Легкость, с какой удалось императору отделаться от Пизона, подняла дух неронианского двора и трибунала, орудовавшего во дворце Сервилиева парка, и открыла им глаза на истинное положение вещей. Нерон, повидимому, понял всю случайность своей победы и поторопился ее закрепить за собой, покуда заговорщики, оставшись без вождя, как овцы без пастыря, не успели опомниться и сгруппироваться около какого-либо нового избранника. Смерть Пизона открывает ряд казней.

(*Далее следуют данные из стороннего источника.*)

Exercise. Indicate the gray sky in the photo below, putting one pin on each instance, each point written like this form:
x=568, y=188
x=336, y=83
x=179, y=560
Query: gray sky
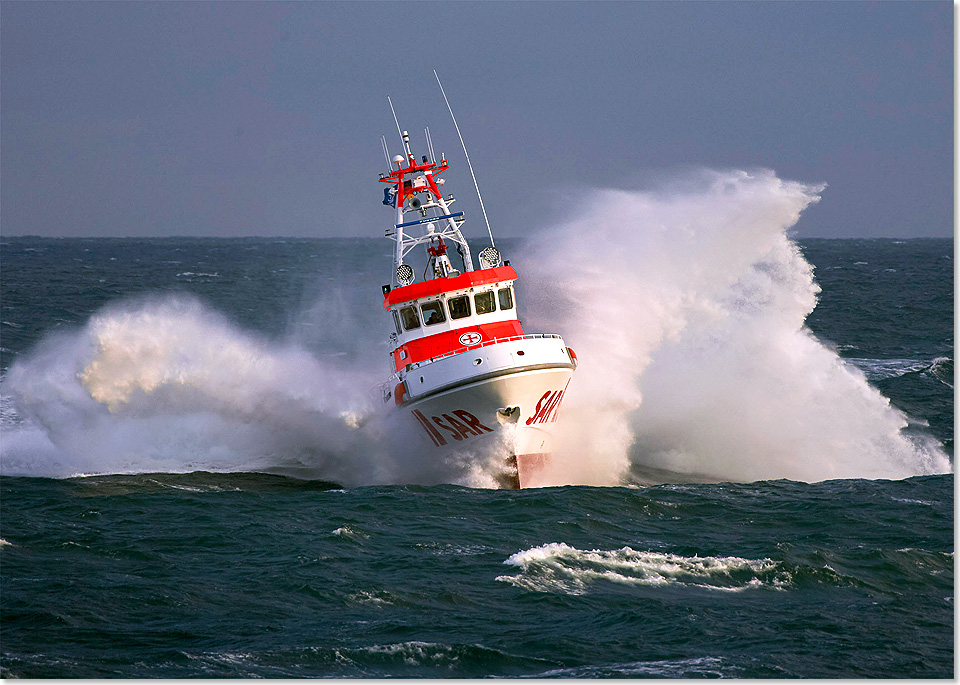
x=233, y=119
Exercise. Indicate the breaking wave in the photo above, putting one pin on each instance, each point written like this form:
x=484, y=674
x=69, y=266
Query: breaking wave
x=686, y=307
x=560, y=568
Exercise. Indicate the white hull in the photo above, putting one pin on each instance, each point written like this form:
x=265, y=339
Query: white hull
x=511, y=413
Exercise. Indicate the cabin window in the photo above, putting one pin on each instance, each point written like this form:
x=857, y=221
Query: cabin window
x=484, y=302
x=506, y=298
x=409, y=317
x=459, y=307
x=433, y=313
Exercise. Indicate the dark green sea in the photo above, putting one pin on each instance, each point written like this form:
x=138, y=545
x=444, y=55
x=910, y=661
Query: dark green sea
x=179, y=496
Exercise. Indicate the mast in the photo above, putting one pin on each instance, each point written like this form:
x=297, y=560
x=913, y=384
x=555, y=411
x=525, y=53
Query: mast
x=414, y=188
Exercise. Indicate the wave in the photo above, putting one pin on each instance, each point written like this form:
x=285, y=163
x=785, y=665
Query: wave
x=685, y=304
x=558, y=567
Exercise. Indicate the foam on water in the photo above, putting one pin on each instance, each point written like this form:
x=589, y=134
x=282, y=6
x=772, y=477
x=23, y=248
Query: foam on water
x=685, y=305
x=558, y=567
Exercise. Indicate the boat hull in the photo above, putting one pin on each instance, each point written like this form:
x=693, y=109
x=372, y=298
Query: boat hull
x=511, y=414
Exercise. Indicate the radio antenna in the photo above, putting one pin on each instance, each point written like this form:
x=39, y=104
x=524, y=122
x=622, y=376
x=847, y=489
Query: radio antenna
x=396, y=121
x=469, y=165
x=386, y=154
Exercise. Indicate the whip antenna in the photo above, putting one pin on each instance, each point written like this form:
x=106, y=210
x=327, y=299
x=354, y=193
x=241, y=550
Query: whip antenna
x=397, y=121
x=469, y=165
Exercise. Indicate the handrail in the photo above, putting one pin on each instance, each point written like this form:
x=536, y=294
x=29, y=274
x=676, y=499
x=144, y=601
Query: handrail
x=495, y=341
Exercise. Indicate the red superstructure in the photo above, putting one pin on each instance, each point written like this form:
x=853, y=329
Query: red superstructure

Удары тайного домашнего совета-судилища императорского, состоящего теперь из самого Нерона, Тигеллина и Поппеи, падают быстро и грозно, как молния, и, при том, с верным, коварным расчетом. Цезарь спешит лишить революцию лучших и народнейших людей ее, систематически отнимает у нее всех возможных кандидатов на верховную власть. Покорная гибель Пизона доказала, что Нерону нечего стесняться ни саном, ни популярностью своих врагов. Плавтия Латерана — назначенного консулом на будущий срок — берут врасплох и казнят без суда и следствия. Ему не позволили даже выбрать род смерти, не дали даже проститься с детьми. Как раба, отвели Латерана за Эквилинские ворота на Sessorium лобное место, где казнили рабов, и там трибун Стаций Проксим, — сам тайный участник заговора, — отрубил ему голову, в присутствии Эпафродита а libellis. Латеран принял смерть в гордом молчании, не высказав палачу своему ни упрека, ни намека на его прикосновенность к революционной организации. Голова исполина оказалась не из податливых, — только с двух ударов покатилась она с плеч. После первого неловкого удара, Эпафродит, рассчитывая на страшное впечатление, каким должен был потрясти душу Латерана только-что пережитый ужас, обратился к нему с коварным вопросом о заговоре. Но аристократическое презрение к бывшему рабу оказалось в старом крамольнике самым живучим из чувств.